Our ATAC models got our primary asset class rotation signal, causing us to position out of emerging market stocks (which had been a very strong trade the last several weeks) into longer-duration Treasuries. Bonds never sold off aggressively following Thursday and Friday's big moves higher for US averages, and defensive sectors are gaining relative momentum versus big cap indices. The deflation trade was not convinced of last week's optimism surge. This does not take anything away from the emerging market trade given continued strength there, but at least for the very near term bonds may be a better trade than stocks overall. Should a traditional risk-off period occur, the alpha momentum in the BRICs would matter less than overall downside beta pressure.
Finally, I do think it is important to consider some facts as it relates to the way US markets have acted in 2013. Over 80% of year-to-date gains are attributable to the January-mid-May period. While everyone seems to be talking about how strong stocks have been, the reality is that not much extra has been gained since that period despite the Federal Reserve pumping in more than $400 billion/month into the financial system. There seems to be a lack of appreciation for risks building beneath the surface and justification for "PE expansion" when there has been no expansion of inflation expectations. Perhaps Washington is the catalyst for that realization, perhaps earnings are.

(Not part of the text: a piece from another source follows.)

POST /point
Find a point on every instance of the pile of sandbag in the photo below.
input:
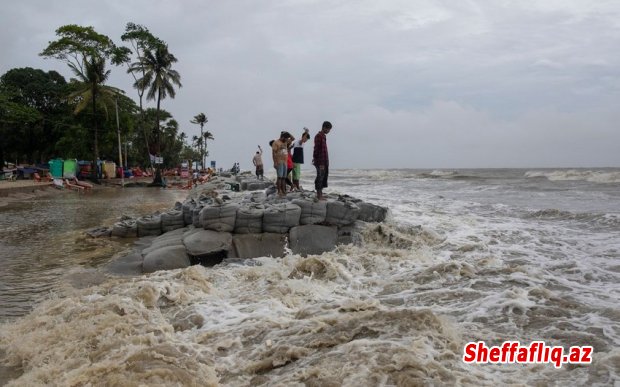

You don't need to be all in on stocks and expose yourself to constant beta risk in order to have strong returns over time. Rather, mathematically it is important to minimize downside risks and potential losses. Such periods tend to occur when bonds look set to outperform stocks on deflation expectations rising. While it may feel impossible for equities to fall ("buy the dip"), I assure you that it is often at the most extreme of convictions that turn out to be wrong. More people have suddenly turned bullish on emerging markets than bonds, and yet just like before the Summer Crash of 2011, bonds are not believing the same thing stocks are.
Should be an interesting week…
Disclosure: I have no positions in any stocks mentioned, and no plans to initiate any positions within the next 72 hours. I wrote this article myself, and it expresses my own opinions. I am not receiving compensation for it. I have no business relationship with any company whose stock is mentioned in this article.
Additional disclosure: This writing is for informational purposes only and does not constitute an offer to sell, a solicitation to buy, or a recommendation regarding any securities transaction, or as an offer to provide advisory or other services by Pension Partners, LLC in any jurisdiction in which such offer, solicitation, purchase or sale would be unlawful under the securities laws of such jurisdiction. The information contained in this writing should not be construed as financial or investment advice on any subject matter. Pension Partners, LLC expressly disclaims all liability in respect to actions taken based on any or all of the information on this writing.